Without warning the body I was riding shotgun in lunged forward and I yelped silently in surprise as my forehead crashed painfully into the doctor’s. It was done with so much force I expected him to be sent flying backwards. But instead he fell forward on top of us and I tasted blood and snot and... Oh, that is so gross. Miss Derry had her teeth around the doctor’s nose so tight she’d broken the skin.
“U-oo i or i ie oor ose oh”
She clamped down harder to show him she meant business.
“U-oo i!”
I could barely decipher the words, but her meaning was clear. He got the message and undid one of her wrist straps. Her teeth remained clamped around his nose as she fumbled at the other cuff. When her other arm was free she finally released him. He looked nervously around the room like a startled rabbit as she took his head between her hands and pulled him close once more.
“Now call for a guard.”
He shook his head between her hands. And she gently placed the end of one of her thumbs against his eyeball as she repeated her request.
Oh no no no no no. Please don’t. Please don’t. Please don’t. The worst part about all of this, well aside from pretty much everything, was that I had no control over what I saw. I literally couldn’t look away.This was all far too similar to the sort of movie I’d usually watch with my eyes closed. Except now I was right in the middle of the action and I couldn’t shield my eyes from the sort of images that I couldn’t stomach.
The Doctor groaned as she applied pressure. I just wanted to wake up. I really didn’t like this kind of stuff. Thankfully Doctor Creepy gave in to her demands before hi
s eyeball gave into her thumb and I was spared witnessing anything too disgusting.
I wanted to run and hide, but I couldn’t. I was trapped here, front and center, an unwilling participant in some kind of warped horror film.
“Guards… guards help! She’s escaping. Guards!”
She released the doctor and he stood and watched as she undid the straps at her ankles. She groaned as she stood and paused for breath. I could feel atrophied muscles screaming with agony as the blood rushed back into them. She dry-heaved, but managed to keep it together. I would have thrown up half a dozen times by now.

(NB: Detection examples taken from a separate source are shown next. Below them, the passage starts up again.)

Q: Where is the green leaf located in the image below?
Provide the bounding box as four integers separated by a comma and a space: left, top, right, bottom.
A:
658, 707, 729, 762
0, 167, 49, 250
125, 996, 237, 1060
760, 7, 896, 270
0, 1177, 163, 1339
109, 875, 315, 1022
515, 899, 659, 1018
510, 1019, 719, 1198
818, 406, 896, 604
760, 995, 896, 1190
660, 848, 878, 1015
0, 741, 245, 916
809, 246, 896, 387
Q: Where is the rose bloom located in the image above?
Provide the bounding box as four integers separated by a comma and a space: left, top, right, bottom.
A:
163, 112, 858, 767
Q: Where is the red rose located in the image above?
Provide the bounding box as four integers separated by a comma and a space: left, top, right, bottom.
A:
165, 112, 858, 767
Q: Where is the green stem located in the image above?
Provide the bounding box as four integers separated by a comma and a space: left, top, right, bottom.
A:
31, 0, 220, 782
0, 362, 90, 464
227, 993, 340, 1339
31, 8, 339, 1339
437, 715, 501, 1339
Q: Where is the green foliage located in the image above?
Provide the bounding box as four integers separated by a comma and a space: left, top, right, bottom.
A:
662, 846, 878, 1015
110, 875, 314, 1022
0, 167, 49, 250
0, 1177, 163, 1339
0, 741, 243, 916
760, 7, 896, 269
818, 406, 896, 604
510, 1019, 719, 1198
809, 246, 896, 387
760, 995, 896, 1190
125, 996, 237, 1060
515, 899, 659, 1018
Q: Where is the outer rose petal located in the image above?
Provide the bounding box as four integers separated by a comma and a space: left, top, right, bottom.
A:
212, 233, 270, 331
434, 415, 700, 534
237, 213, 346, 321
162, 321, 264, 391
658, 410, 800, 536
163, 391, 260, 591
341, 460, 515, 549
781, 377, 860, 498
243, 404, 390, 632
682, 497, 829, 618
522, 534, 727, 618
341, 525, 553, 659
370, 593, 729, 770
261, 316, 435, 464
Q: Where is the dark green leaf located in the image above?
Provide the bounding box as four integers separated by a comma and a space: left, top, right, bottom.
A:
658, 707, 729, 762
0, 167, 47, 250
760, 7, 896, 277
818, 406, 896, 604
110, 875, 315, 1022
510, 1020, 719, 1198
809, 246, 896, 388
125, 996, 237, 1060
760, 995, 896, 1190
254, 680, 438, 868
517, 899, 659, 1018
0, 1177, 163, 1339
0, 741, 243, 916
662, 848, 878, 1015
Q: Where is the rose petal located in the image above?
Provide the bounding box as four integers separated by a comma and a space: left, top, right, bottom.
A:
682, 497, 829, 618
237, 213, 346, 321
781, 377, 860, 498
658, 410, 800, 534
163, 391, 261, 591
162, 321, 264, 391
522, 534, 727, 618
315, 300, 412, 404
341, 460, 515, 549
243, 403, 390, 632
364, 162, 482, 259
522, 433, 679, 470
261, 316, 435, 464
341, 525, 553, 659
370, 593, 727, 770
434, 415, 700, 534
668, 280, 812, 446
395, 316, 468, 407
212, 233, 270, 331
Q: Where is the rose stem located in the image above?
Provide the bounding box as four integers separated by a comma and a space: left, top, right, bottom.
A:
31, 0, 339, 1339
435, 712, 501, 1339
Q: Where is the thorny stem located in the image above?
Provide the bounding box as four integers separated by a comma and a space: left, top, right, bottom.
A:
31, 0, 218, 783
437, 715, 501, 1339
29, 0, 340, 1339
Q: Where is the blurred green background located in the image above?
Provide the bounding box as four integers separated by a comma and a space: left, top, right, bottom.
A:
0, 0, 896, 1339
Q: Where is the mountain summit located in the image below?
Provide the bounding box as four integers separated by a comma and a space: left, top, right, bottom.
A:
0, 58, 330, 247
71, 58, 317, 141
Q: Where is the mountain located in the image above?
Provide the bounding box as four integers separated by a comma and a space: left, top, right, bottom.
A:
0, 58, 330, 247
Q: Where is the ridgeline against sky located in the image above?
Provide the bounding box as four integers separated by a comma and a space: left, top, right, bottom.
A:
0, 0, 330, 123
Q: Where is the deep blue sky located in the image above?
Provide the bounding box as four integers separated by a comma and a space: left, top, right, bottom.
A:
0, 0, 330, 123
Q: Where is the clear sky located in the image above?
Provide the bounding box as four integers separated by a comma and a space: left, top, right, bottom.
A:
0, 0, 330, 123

“D… d… d… don’t…” The Doctor reeked of fear and urine.
“You know when I said I was going to kill you?” She took him by the arm and held him close as the door began to open, “I was only half right.”

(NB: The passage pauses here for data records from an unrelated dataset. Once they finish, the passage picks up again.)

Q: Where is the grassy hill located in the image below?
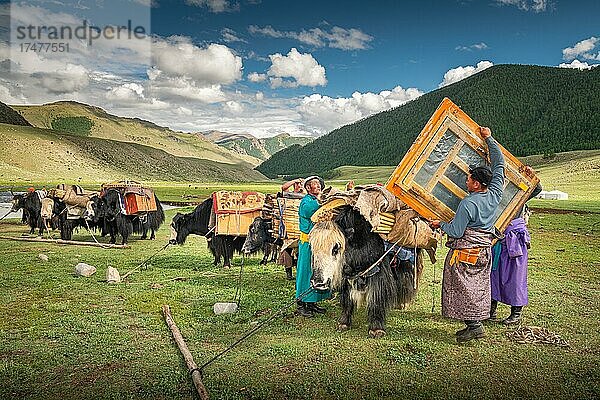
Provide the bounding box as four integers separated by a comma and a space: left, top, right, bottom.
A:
13, 101, 258, 165
258, 65, 600, 176
0, 102, 31, 126
203, 131, 313, 164
0, 124, 265, 182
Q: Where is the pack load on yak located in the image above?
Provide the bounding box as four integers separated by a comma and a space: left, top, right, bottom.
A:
273, 193, 302, 241
94, 180, 165, 244
100, 181, 157, 215
48, 183, 99, 220
309, 185, 439, 337
210, 190, 265, 236
169, 191, 268, 267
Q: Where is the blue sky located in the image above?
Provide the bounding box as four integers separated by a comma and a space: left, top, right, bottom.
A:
0, 0, 600, 136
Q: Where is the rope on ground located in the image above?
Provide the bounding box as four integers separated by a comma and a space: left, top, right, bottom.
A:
0, 208, 15, 221
82, 220, 107, 248
121, 242, 171, 281
506, 326, 570, 347
198, 287, 315, 371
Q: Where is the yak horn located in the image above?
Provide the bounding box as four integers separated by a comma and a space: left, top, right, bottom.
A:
310, 198, 346, 223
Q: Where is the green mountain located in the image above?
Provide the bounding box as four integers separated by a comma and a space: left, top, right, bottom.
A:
0, 102, 31, 126
203, 131, 313, 164
13, 101, 258, 165
0, 124, 266, 183
257, 65, 600, 177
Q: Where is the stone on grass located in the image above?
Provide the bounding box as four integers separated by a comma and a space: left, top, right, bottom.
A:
106, 267, 121, 283
213, 303, 237, 315
75, 263, 96, 277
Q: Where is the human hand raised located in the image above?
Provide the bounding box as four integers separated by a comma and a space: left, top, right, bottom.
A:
479, 126, 492, 140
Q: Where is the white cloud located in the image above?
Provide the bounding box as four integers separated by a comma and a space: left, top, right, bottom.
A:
106, 82, 144, 103
248, 72, 267, 82
438, 61, 494, 87
152, 36, 242, 85
0, 83, 27, 104
267, 48, 327, 88
248, 25, 373, 50
185, 0, 239, 14
296, 86, 423, 134
223, 100, 244, 114
496, 0, 554, 13
454, 42, 488, 51
175, 106, 194, 116
563, 36, 600, 61
221, 28, 248, 43
558, 60, 594, 70
147, 69, 227, 103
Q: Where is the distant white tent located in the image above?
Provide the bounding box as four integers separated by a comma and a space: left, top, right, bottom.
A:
536, 190, 569, 200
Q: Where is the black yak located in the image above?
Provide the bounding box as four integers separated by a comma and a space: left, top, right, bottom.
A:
170, 197, 244, 267
310, 206, 420, 338
54, 194, 104, 240
242, 217, 283, 265
12, 192, 44, 236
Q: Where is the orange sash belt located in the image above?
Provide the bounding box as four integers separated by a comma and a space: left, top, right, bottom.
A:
300, 232, 308, 243
450, 247, 480, 266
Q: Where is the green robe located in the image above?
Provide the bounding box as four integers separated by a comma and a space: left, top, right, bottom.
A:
296, 194, 331, 303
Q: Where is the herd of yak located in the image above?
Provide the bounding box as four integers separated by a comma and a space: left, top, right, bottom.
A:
13, 189, 422, 337
11, 189, 270, 266
11, 189, 165, 244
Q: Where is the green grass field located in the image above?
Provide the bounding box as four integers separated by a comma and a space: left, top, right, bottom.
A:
0, 154, 600, 399
0, 202, 600, 399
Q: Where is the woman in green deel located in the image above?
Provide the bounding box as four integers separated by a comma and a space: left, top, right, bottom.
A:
296, 175, 331, 318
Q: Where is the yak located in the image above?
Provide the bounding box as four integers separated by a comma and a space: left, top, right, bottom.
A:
88, 189, 165, 244
170, 197, 244, 267
309, 206, 420, 338
242, 217, 283, 265
11, 192, 44, 236
54, 194, 104, 240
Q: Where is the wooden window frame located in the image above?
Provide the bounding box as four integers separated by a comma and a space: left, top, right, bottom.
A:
386, 98, 539, 232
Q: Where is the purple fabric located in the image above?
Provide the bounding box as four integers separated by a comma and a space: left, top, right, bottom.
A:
490, 218, 531, 306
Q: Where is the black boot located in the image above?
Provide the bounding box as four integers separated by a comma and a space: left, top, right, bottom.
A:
502, 306, 523, 325
489, 299, 498, 321
305, 303, 327, 314
456, 321, 485, 343
296, 301, 313, 318
285, 267, 294, 281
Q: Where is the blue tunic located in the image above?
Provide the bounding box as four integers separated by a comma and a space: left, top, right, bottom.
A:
296, 194, 331, 303
440, 137, 504, 238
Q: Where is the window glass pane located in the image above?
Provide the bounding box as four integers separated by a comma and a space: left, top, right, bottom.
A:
415, 129, 458, 187
431, 183, 460, 211
444, 164, 467, 192
458, 145, 485, 165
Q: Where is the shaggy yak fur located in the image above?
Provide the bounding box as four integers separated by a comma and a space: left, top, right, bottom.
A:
12, 192, 44, 236
242, 217, 283, 265
53, 195, 104, 240
171, 197, 244, 267
88, 189, 165, 244
310, 206, 420, 337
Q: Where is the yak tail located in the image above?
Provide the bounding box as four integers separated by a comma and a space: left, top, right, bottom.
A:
394, 249, 423, 309
367, 258, 398, 311
148, 195, 165, 231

She threw the doctor at the guard as he entered the room, his weapon drawn. There was a muffled gunshot and a bright red flower appeared on the doctor’s white coat. Before the guard could react Miss Derry, who I was beginning to suspect was some kind of elite super-ninja, grabbed his wrist and twisted. I heard the crack of bones and a second, louder gunshot that ricocheted of the tiles before smashing the screen of the tiny television.
A vicious punch to the throat and the guard crumpled, gasping silently for air. Miss Derry relieved him of his weapon and my heavily pregnant surrogate made her way down a brightly lit corridor to some kind of central control room.
She paused for a moment and took a few deep breaths before heading to the desk, where she grabbing the handset of a phone. She began stabbing at an old-fashioned keypad with her finger. It didn't dawn on me until it was too late that I should have paid attention to the number.
“Hello? Hello?”
“Jackson it’s me.”
“My God. My God Helena. You’re alive.”
The voice on the other end of the phone was familiar. It was someone I knew, but I couldn’t quite put my finger on it.